By Stan Friedman
CHICAGO, IL (July 27, 2013) – Richard Carlson, professor emeritus of ministry at North Park Theological Seminary and a former pastor, died early this morning after a long battle with esophageal cancer.
Carlson, 73, earned his bachelor’s degree at North Park College; M.Div. from Union Theological Seminary in New York; and his DMin from McCormick Theological Seminary in Chicago.
He served Immanuel Covenant Church in Bronx, New York; Trinity Covenant Church in Livingston, New Jersey; and Douglas Park Covenant Church in Chicago.
Carlson began teaching at the seminary in 1978 and taught spiritual formation and ministry until 2012.
Carlson was too sick to attend the Covenant Annual Meeting in June, but President Gary Walter highlighted his legacy in comments to delegates.
“Richard was ahead of his time,” Walter said. “He was always encouraging us to remember the poor and those on the margins, encouraging us to not escape the world but to engage the world and its struggles. Richard used his agile mind to help us do just that and how to walk slowly home to Jesus with dignity, graciousness, and confidence in the mercies of God.”
Walter told the gathering he had asked Carlson if there was a message he would like shared with the delegates. Carlson replied, “In the midst of all that this year has meant for me as I am living with esophageal cancer, I truly have only one word: blessing. I pray that God be with you as president, that the laity may know God’s grace, and that pastors may be fruitful in their daily work.”
Ellen Kogstad, director of the C. John Weborg Center for Spiritual Direction, noted that Carlson had been instrumental in its founding ten years ago. He taught in the center until two years ago. His final cohort honored him when they graduated from the three-year program last month.
“Richard was a students’ teacher,” said Jay Phelan, former president and dean at the seminary. “Richard focused on the students and not just his topic. And students flocked to his office for counsel, encouragement, and support. Generations of students benefited from his compassion, his gentleness and his firmness.

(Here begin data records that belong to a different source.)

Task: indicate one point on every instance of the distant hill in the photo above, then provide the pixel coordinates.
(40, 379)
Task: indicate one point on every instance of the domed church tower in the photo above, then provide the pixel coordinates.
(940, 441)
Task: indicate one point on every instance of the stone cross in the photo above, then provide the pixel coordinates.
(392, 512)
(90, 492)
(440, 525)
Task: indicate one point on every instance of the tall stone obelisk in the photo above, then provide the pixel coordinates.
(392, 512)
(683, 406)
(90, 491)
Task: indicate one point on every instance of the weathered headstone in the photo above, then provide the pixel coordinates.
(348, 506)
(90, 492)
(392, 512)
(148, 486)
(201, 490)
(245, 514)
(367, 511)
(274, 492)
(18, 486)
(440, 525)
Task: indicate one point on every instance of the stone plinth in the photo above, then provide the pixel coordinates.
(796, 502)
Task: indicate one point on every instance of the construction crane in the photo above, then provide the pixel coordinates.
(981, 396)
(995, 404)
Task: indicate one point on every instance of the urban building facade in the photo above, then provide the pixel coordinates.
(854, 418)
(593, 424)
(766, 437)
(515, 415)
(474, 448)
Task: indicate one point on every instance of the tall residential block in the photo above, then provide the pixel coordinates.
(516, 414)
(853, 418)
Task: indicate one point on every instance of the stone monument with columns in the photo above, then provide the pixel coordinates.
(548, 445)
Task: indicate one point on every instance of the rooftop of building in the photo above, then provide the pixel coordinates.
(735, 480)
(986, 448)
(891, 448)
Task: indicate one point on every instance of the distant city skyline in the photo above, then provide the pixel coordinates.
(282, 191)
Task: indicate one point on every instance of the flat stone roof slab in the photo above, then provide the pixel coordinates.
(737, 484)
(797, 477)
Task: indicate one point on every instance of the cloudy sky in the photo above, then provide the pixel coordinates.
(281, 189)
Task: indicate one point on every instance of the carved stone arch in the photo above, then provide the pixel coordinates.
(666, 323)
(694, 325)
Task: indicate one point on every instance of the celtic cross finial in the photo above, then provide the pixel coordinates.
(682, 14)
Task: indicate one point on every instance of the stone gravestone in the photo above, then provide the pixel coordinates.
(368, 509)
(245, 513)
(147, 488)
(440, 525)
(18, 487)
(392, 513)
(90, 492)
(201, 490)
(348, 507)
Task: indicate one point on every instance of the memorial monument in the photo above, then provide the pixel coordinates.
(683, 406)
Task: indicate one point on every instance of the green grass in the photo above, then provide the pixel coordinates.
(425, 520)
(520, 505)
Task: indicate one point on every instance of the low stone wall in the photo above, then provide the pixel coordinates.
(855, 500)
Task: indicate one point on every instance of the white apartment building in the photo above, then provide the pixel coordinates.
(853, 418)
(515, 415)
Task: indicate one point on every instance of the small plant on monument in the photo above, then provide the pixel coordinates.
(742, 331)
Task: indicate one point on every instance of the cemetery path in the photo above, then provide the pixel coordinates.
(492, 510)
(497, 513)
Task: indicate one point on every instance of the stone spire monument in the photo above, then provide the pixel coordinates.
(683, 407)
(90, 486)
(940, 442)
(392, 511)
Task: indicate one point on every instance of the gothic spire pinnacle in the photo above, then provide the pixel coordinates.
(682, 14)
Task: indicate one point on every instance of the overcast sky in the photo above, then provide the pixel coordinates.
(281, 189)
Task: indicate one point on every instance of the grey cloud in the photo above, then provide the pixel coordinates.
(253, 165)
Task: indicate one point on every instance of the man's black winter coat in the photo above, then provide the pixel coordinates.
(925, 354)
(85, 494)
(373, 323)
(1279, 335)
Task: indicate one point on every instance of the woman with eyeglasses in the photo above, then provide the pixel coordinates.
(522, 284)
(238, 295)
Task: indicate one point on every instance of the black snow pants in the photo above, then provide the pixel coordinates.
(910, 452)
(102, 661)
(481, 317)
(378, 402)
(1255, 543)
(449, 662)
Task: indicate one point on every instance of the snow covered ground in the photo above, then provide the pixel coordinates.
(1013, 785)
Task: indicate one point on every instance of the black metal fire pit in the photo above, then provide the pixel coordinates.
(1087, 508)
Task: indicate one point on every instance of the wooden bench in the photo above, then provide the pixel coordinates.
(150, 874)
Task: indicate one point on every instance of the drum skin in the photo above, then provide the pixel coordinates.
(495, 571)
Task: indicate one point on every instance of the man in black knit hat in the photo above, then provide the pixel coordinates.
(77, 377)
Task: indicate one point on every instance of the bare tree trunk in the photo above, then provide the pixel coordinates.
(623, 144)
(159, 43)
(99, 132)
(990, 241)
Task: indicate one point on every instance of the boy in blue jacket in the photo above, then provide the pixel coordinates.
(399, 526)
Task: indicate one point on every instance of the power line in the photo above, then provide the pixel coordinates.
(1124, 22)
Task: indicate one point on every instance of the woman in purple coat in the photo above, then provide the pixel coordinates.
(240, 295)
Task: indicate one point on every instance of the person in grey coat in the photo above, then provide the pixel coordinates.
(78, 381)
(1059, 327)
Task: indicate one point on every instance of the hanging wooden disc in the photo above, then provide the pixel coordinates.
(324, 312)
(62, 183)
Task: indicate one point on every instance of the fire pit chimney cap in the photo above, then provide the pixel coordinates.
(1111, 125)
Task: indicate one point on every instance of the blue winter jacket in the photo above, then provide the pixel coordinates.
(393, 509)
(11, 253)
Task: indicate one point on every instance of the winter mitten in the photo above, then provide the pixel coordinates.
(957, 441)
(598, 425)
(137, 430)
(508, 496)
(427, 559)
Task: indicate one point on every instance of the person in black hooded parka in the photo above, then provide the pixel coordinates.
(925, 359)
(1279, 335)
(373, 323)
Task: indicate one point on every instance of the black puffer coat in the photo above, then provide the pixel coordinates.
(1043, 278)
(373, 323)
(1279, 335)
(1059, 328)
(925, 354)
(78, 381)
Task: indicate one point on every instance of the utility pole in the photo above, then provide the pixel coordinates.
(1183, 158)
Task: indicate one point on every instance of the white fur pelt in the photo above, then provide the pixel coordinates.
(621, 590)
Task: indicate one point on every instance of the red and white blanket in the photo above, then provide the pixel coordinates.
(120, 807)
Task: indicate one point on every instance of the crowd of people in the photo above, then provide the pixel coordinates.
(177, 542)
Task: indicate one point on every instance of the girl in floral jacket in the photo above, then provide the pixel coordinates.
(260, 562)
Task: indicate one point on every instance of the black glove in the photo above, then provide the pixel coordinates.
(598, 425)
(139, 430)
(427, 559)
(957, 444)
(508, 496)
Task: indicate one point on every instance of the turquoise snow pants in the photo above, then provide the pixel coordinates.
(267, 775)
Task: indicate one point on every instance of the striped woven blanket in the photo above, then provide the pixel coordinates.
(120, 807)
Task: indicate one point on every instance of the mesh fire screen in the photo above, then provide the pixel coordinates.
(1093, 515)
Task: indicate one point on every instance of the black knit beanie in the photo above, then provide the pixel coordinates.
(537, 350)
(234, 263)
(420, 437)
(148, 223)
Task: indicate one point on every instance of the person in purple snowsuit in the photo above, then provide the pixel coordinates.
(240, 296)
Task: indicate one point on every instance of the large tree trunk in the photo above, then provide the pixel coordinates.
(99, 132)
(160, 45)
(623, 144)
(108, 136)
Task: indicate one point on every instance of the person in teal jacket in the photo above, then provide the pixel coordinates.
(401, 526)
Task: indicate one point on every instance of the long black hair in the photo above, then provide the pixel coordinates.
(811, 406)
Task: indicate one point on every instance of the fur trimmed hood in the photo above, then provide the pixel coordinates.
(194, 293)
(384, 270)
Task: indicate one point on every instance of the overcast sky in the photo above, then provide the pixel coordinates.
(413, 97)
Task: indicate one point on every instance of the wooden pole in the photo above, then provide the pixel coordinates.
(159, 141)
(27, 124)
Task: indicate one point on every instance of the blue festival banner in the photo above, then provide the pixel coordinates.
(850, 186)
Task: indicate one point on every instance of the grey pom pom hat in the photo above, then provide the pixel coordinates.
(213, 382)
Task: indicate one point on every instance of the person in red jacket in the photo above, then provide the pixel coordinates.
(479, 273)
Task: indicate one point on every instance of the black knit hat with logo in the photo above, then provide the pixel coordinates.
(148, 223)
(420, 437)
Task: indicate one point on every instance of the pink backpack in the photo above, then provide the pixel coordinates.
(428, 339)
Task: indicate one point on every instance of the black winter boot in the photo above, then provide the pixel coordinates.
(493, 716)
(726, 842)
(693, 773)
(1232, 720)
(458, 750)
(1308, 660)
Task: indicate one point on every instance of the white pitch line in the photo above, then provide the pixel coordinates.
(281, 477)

“He was also a colleagues’ colleague. He cared for and loved all of us even at our most irascible,” Phelan added. “It is hard to imagine North Park without him in his third-floor office. His door was always open to those who question, perhaps most especially those who questioned themselves and their own worthiness.”
Those thoughts were echoed by former students, including Joshua Danielson, director of young adult ministry and contemporary worship at Arvada Covenant Church, who shared on Carlson’s Facebook page the words he had written in a journal following his seminary experience. “I’ve said it before and I’ll say it again: Richard embodies 1 John 4:18—‘Perfect love drives out fear,’ ” he wrote.
“He reflects the love of Jesus like the moon reflects the sun. I will be forever grateful to him for the hours he spent listening to me in his office, allowing me to be right where I am, never making me feel judged, condemned, or anything other than loved. Simply put, rooms are better when Richard is in them.”
Dennis Carlson, associate pastor at Faith Covenant Church in Farmington Hills, Michigan, said advice he received from Carlson as a student in the 1970s has been important to him ever since. “He said, ‘Pastoral ministry was more than a job but less than your life.’ Healthy, balanced perspective.”
Services are pending. Survivors include his wife, Jolene Bergstrom Carlson.